For some reason there have been a spate of blogs posts & reviews of late.  They interact with the book in a variety of ways.  And the comments show the typical polarization taking place.

Tim Keller has a typically good number of impressions about the book.  He mentions some positives about the book (including the use of narrative to convey theology), and some concerns he has (including the theology conveyed in this narrative).  Those concerns center on ideas present in the book that undermine biblical, historic, orthodox Christianity.  One pertinent concern is that it really does not prepare anyone to meet the God of the Bible.  The god portrayed is a more post-modern, neutered deity who fails to recognize the relational nature of sin, and how the Law reveals love.  If we are expecting people to become Christians after reading this, the bait & switch tactic is unloving and unfair.  It is unloving to our neighbor, and to God (whose character is misrepresented, which sounds like bearing false witness to me).

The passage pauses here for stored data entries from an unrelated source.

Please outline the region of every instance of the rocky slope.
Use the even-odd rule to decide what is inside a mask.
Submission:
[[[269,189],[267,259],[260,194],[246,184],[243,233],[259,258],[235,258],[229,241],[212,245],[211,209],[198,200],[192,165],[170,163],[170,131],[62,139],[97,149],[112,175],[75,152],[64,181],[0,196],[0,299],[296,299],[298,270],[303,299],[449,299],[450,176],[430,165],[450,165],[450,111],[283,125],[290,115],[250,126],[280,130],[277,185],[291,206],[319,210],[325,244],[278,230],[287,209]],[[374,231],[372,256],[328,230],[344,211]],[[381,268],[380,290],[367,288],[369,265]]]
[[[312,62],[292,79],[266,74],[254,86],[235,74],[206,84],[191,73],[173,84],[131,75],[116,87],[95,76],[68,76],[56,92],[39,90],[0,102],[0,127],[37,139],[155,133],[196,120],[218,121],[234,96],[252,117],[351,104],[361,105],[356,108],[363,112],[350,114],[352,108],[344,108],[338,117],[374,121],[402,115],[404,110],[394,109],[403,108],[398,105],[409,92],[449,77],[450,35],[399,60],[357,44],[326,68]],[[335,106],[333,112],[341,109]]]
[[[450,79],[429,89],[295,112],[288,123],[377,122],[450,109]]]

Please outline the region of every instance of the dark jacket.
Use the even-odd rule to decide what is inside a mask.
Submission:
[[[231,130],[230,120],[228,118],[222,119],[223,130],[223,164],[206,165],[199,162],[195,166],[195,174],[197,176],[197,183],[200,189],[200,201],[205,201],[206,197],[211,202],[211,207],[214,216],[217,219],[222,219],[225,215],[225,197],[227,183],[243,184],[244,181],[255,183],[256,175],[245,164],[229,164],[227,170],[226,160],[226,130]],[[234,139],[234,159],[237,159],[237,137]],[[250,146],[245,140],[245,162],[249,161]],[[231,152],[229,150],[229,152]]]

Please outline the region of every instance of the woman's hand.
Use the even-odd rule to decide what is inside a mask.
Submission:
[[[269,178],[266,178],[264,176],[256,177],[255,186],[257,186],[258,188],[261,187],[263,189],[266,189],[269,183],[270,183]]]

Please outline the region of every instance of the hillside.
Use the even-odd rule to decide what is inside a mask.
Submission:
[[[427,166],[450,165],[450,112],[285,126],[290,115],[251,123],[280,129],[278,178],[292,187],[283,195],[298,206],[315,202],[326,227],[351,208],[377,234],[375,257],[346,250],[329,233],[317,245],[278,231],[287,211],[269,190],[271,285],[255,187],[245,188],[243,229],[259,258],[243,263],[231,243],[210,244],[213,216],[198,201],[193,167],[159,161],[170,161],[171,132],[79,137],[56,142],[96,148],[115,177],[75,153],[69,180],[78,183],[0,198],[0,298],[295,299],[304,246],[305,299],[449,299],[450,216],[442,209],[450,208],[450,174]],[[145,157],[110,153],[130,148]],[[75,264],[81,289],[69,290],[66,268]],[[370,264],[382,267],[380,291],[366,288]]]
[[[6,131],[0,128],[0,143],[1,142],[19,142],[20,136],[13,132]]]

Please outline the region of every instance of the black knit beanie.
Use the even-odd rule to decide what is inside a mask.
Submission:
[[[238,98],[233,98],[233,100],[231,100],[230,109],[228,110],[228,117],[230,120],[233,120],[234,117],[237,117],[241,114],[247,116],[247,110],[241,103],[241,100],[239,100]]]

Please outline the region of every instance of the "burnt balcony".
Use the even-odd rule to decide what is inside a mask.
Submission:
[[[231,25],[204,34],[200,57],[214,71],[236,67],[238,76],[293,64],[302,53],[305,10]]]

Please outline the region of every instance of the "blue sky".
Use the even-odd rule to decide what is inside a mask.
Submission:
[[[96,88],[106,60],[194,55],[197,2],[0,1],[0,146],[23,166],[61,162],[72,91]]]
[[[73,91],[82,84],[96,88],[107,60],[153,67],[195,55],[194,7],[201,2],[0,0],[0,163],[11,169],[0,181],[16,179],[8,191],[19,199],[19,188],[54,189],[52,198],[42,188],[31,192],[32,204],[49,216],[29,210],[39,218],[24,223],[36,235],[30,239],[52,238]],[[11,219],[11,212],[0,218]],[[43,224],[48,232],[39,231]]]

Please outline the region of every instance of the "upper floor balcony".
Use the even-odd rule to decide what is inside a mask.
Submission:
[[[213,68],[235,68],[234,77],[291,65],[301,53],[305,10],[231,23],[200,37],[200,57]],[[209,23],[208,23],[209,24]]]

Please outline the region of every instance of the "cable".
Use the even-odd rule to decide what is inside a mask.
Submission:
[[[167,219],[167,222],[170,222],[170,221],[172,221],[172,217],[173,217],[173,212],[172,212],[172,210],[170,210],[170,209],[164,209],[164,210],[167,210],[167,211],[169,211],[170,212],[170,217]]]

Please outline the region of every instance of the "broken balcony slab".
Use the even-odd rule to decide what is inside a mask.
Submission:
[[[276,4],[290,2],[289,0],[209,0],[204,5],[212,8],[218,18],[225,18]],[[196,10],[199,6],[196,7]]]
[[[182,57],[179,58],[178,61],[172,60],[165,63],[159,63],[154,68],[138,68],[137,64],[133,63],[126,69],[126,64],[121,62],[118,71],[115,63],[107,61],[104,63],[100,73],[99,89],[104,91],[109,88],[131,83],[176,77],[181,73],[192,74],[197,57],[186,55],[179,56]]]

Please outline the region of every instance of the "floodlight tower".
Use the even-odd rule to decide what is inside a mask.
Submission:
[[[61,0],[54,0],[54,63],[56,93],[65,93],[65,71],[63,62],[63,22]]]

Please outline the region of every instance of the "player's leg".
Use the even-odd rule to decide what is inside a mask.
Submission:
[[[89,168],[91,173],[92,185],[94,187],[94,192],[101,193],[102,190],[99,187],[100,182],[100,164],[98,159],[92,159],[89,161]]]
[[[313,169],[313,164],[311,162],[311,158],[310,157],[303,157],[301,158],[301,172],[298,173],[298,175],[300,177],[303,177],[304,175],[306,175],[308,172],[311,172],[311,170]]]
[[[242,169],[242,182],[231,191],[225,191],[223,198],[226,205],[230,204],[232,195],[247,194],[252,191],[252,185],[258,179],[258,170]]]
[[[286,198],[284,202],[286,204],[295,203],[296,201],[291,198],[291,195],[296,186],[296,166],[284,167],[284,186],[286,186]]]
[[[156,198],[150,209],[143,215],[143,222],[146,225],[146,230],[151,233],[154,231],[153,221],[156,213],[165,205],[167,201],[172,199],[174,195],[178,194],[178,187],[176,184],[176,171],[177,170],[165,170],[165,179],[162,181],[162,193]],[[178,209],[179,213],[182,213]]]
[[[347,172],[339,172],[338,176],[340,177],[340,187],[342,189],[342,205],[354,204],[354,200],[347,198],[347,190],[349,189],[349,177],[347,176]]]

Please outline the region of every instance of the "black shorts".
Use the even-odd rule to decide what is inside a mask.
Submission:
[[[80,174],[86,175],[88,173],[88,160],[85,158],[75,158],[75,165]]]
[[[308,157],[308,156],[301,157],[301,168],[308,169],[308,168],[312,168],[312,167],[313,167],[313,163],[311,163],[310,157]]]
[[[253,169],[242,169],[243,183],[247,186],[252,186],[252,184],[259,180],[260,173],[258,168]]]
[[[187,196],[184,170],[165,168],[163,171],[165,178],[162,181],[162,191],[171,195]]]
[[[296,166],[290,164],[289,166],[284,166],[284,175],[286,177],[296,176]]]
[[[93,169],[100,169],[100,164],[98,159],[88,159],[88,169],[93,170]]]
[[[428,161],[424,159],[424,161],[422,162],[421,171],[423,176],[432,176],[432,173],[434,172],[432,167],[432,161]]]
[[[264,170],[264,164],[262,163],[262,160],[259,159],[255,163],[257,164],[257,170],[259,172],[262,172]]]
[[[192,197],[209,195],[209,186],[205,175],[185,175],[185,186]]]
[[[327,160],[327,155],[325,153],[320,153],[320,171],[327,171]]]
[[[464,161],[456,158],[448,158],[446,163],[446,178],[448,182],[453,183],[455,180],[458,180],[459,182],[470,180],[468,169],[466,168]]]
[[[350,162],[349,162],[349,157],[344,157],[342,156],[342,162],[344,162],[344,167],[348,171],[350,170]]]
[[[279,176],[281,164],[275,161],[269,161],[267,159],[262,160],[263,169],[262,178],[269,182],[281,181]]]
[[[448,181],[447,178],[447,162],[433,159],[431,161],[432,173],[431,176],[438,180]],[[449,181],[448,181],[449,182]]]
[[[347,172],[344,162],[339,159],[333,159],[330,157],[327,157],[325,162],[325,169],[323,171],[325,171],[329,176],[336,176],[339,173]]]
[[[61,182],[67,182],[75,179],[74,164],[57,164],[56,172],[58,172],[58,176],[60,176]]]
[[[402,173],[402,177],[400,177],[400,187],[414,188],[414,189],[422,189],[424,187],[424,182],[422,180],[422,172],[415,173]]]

Al Mohler laments the lack of evangelical discernment in this whole affair.  He addresses one of the defenses of the book- that it is a work of fiction, not a theological treatise- quite well.

The theology of The Shack is not incidental to the story. Indeed, at most points the narrative seems mainly to serve as a structure for the dialogues. And the dialogues reveal a theology that is unconventional at best, and undoubtedly heretical in certain respects.